The bad news: It's because the publisher is so discouraged with the lack of attention the book has received. Publisher Doug Seibold writes on Agate's blog:
Please note that I’m stressing the “attention” Wading Home attracted, as opposed to “praise”; while I certainly believe it praiseworthy, my first-order concern is the dismaying lack of exposure the book got upon release--even from places that had singled out Rosalyn’s earlier work for very high praise indeed. In fact, to its publisher’s embarrassment, Wading Home has gotten hardly any attention at all--despite the hundreds of advance reader’s copies we distributed months before it was published, despite the efforts of PGW’s excellent sales force, despite the author’s appearance at BEA, despite how the book’s publication coincided with the fifth anniversary of Katrina. And despite the fact that I’ve had a hard time finding any other such novels from trade presses--novels by black writers addressing this event, which had such a huge impact on how both black people and others think about the lives of black people in this country today. Next to the 9/11 terrorist attacks, Katrina and its aftermath may have been the most consequential event of the last decade. You wouldn’t know it by the response of the book publishing industry***....
I was put in mind of this issue earlier this month when I noted all the attention devoted to the statistics assembled by VIDA about women’s representation in major magazines. Ha, I thought to myself. Wait til they look at African-American people’s representation in those places. Then I thought some more: Don’t hold your breath. Black writers and editors talk about this problem all the time, but that doesn’t appear to be having much impact on the gatekeepers at the major review media, or at the major book publishers and retailers. This is an even older story, unfortunately, than the fall-off in reviewing. What’s the effect? Less good work is published, and fewer people find out about the good work that does get out there. Even for a writer like Rosalyn ... whose first book seemed like such a solid start career-wise, in terms of both reviews and sales--this diminished attention can make it impossible to build on that initial success and reach new readers, or even the readers who loved her first book.

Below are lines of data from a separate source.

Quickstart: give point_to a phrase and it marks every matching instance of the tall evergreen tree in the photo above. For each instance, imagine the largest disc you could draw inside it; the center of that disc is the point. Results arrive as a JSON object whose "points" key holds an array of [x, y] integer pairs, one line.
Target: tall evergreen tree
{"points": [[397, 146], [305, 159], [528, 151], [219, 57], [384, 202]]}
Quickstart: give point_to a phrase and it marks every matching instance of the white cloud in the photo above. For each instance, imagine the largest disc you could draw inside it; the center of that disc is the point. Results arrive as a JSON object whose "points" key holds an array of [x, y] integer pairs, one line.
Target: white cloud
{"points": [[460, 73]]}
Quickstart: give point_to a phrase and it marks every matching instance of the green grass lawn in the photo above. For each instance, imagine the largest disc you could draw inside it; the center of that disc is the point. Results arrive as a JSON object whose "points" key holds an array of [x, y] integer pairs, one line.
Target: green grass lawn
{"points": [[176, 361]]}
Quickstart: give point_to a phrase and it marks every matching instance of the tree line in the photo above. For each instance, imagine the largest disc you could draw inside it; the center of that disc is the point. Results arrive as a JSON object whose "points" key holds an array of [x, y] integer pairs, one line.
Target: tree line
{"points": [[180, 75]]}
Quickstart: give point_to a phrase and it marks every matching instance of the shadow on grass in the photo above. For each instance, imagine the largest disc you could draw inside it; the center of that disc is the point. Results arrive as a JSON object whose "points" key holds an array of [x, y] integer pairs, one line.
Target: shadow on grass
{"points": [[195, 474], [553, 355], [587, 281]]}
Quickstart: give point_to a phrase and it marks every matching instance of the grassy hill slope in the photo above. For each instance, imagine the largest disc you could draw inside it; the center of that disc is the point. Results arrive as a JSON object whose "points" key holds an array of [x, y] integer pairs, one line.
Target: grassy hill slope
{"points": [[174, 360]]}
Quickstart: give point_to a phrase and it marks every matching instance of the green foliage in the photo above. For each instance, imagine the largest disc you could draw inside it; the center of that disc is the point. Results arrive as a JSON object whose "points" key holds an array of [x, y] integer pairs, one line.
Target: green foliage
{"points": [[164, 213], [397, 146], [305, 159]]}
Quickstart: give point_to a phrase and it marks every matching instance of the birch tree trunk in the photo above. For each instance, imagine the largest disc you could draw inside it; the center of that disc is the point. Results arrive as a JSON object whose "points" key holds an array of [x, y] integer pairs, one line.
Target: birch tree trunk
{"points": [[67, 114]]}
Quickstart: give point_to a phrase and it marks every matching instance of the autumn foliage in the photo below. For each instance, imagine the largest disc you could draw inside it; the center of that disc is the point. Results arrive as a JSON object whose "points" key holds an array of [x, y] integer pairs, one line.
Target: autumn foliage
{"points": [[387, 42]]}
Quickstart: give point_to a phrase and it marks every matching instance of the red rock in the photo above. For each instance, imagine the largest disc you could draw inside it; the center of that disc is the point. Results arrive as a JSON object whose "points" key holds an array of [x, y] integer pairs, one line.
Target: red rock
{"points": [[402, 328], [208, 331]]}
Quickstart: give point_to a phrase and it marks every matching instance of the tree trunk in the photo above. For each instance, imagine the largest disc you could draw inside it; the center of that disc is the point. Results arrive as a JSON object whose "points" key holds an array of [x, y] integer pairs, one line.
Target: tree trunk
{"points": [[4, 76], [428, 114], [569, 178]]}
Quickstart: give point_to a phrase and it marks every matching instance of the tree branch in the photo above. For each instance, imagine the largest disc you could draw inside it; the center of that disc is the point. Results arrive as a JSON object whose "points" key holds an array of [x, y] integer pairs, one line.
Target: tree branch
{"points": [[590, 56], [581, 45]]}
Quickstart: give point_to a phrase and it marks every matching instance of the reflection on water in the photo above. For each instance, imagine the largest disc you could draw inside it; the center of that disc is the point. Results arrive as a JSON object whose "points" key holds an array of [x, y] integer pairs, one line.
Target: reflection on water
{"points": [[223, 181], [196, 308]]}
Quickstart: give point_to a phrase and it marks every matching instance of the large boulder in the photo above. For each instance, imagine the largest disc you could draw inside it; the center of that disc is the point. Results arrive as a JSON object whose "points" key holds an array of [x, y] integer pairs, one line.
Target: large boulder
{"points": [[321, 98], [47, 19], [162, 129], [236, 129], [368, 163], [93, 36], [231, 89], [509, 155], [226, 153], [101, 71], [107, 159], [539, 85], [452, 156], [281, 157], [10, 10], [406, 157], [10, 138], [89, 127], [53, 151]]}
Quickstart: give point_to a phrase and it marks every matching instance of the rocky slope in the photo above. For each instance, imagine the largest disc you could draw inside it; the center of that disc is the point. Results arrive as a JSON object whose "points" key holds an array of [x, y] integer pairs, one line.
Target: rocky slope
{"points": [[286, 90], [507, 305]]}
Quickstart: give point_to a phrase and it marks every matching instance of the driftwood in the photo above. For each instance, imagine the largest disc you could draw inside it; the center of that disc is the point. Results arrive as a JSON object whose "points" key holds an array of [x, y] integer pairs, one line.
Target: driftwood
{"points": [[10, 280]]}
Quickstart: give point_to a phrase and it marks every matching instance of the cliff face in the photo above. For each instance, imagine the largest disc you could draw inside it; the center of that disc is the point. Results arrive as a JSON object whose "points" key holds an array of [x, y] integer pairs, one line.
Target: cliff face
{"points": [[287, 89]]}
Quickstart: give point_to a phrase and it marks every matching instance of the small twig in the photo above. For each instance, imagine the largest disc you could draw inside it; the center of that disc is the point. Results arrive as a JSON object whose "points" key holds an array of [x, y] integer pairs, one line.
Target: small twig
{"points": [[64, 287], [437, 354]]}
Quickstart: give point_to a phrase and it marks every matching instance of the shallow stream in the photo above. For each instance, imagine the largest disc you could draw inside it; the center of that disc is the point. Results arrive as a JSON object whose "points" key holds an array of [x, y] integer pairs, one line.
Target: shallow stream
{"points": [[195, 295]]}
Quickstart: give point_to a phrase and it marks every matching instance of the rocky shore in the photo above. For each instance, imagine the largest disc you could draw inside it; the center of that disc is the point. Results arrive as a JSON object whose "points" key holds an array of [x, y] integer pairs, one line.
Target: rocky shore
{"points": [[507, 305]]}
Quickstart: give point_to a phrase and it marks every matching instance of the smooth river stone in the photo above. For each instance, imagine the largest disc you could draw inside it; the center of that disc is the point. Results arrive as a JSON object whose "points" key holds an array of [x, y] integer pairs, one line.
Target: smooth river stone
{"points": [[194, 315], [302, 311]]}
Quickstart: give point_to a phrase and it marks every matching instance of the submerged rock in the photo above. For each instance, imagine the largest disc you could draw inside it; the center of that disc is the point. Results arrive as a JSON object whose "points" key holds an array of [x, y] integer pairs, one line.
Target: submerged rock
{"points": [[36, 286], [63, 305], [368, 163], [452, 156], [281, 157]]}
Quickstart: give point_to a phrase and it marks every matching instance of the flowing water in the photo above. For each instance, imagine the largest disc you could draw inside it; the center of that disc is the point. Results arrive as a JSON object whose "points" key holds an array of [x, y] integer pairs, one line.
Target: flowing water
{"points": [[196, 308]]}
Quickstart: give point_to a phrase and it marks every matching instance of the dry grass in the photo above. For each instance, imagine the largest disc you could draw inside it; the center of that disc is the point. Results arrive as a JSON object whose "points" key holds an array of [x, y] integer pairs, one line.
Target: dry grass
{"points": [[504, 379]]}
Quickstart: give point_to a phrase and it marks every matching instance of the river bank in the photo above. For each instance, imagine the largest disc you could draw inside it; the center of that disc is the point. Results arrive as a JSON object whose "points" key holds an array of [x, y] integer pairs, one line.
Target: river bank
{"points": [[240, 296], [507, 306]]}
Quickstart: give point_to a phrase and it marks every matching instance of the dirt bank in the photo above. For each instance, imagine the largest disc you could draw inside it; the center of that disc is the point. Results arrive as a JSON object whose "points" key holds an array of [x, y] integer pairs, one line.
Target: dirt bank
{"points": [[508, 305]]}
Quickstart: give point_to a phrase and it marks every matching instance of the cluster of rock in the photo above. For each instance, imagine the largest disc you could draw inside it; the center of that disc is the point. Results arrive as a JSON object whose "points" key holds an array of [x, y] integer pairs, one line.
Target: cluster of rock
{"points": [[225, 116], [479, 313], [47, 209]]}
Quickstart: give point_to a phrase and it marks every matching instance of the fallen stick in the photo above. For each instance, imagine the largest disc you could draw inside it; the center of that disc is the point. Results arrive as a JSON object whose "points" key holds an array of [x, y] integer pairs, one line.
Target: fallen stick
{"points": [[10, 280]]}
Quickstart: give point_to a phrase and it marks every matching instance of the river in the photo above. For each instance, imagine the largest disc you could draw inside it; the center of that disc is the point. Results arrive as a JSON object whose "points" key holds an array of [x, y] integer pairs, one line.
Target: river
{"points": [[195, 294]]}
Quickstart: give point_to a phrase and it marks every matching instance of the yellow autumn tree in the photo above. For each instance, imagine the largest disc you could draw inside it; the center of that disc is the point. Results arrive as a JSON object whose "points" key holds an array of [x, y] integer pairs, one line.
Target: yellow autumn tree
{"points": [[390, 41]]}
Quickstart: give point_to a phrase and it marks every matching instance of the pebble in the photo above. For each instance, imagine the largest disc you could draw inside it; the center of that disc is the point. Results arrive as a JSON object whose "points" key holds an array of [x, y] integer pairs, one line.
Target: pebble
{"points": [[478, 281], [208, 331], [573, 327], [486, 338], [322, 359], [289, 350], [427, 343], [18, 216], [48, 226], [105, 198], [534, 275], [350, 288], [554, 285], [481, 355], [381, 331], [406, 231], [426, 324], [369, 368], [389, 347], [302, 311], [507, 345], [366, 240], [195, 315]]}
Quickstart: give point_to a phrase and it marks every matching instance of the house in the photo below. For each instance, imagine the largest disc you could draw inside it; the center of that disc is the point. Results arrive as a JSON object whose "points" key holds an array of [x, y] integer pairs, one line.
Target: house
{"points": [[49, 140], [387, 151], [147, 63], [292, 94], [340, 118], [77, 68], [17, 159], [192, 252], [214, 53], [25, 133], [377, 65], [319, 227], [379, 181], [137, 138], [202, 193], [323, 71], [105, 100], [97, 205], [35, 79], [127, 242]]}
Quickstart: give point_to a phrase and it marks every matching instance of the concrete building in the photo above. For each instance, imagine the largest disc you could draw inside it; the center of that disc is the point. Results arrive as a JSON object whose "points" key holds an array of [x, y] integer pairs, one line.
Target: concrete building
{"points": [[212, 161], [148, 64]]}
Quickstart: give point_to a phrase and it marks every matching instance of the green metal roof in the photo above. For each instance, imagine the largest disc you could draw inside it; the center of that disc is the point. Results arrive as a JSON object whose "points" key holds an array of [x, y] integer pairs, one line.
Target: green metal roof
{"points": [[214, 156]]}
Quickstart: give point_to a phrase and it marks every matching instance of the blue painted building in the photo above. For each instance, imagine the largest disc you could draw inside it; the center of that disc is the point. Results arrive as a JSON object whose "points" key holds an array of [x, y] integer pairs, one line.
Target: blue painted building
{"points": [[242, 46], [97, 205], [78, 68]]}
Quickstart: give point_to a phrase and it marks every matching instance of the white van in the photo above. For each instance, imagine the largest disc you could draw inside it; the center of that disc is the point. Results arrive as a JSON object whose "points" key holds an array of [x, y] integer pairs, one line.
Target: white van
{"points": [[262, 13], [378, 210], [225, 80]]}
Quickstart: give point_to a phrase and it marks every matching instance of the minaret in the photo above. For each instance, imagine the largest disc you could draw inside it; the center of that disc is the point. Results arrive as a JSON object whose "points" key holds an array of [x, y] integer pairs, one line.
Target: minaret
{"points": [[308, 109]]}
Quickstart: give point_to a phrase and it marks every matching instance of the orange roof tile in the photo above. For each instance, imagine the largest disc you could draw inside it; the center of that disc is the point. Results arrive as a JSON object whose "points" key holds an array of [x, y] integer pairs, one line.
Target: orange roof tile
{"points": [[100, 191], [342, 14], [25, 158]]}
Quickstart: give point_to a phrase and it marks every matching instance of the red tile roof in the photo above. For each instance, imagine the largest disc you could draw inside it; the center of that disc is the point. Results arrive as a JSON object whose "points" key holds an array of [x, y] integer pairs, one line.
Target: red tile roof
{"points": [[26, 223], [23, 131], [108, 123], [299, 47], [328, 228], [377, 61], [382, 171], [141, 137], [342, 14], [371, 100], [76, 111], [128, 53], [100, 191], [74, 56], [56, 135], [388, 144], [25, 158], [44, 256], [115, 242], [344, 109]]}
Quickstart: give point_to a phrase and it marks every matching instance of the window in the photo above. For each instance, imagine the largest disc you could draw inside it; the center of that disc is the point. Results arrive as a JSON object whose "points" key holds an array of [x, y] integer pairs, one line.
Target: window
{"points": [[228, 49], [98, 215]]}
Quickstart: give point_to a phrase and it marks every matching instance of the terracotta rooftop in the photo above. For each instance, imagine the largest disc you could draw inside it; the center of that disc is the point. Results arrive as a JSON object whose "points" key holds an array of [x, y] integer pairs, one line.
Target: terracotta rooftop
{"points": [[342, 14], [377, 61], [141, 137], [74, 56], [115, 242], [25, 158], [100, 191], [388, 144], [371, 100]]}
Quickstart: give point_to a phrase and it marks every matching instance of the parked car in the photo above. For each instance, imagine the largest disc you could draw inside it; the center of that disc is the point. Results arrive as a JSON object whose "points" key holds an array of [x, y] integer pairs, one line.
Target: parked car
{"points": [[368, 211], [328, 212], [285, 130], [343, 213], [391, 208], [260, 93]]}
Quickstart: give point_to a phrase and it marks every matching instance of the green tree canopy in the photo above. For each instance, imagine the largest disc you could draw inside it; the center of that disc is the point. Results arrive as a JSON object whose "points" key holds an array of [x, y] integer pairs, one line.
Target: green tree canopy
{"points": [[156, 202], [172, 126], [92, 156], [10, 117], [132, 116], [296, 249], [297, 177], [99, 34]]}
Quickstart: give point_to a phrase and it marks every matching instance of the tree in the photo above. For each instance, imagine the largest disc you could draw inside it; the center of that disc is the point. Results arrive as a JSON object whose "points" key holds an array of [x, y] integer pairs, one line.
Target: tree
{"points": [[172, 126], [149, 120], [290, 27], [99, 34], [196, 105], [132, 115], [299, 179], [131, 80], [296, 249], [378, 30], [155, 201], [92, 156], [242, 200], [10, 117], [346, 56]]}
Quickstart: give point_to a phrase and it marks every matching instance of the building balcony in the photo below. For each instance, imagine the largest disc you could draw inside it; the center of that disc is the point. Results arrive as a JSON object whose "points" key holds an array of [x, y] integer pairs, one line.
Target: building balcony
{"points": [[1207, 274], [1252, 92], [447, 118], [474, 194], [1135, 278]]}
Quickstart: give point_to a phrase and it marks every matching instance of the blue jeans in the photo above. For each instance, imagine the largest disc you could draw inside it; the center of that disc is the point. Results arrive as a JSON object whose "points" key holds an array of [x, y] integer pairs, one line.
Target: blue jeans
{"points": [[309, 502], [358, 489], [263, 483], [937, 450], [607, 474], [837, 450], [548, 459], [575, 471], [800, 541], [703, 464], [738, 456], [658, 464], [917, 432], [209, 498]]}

I said of Wading Home in my mini-review about books about Katrina:
I just finished reading Wading Home by Rosalyn Story. It's a novel about a young jazz musician who has left New Orleans seeking fame and fortune and goes back in search of his father after the hurricane. An accessible, uplifting story about family set against the backdrop of New Orleans immediately after the storm. It comes out September 1st. It's published by Agate Bolden and reminds me a bit of their novel Before I Forget.But whether or not I liked the book or not is beside the point. The real issue is how much more "worthy" of media coverage (reviews, articles) does a book's subject have to be before the so-called mainstream media pick up on it? A book that takes place during Katrina released on the 5th anniversary of Katrina seems like a no-brainer. Why wasn't it? Read Seibold's entire blog post and draw your own conclusions. Then download the ebook and then go over to Amazon and leave a review. Post a review on your own blog. Tell your book club members. Maybe the buzz will help sales starting next month.
Hat tip to Agate Bolden for attempting a re-launch of one of their books. Most publishers would have sadly moved on and cut the author loose. Let's hope like that saying "it's never too late to have a happy childhood" that it's never to late to launch a book!
***Jewell Parker Rhodes' novel Hurricane is coming out in April and is available for pre-order now.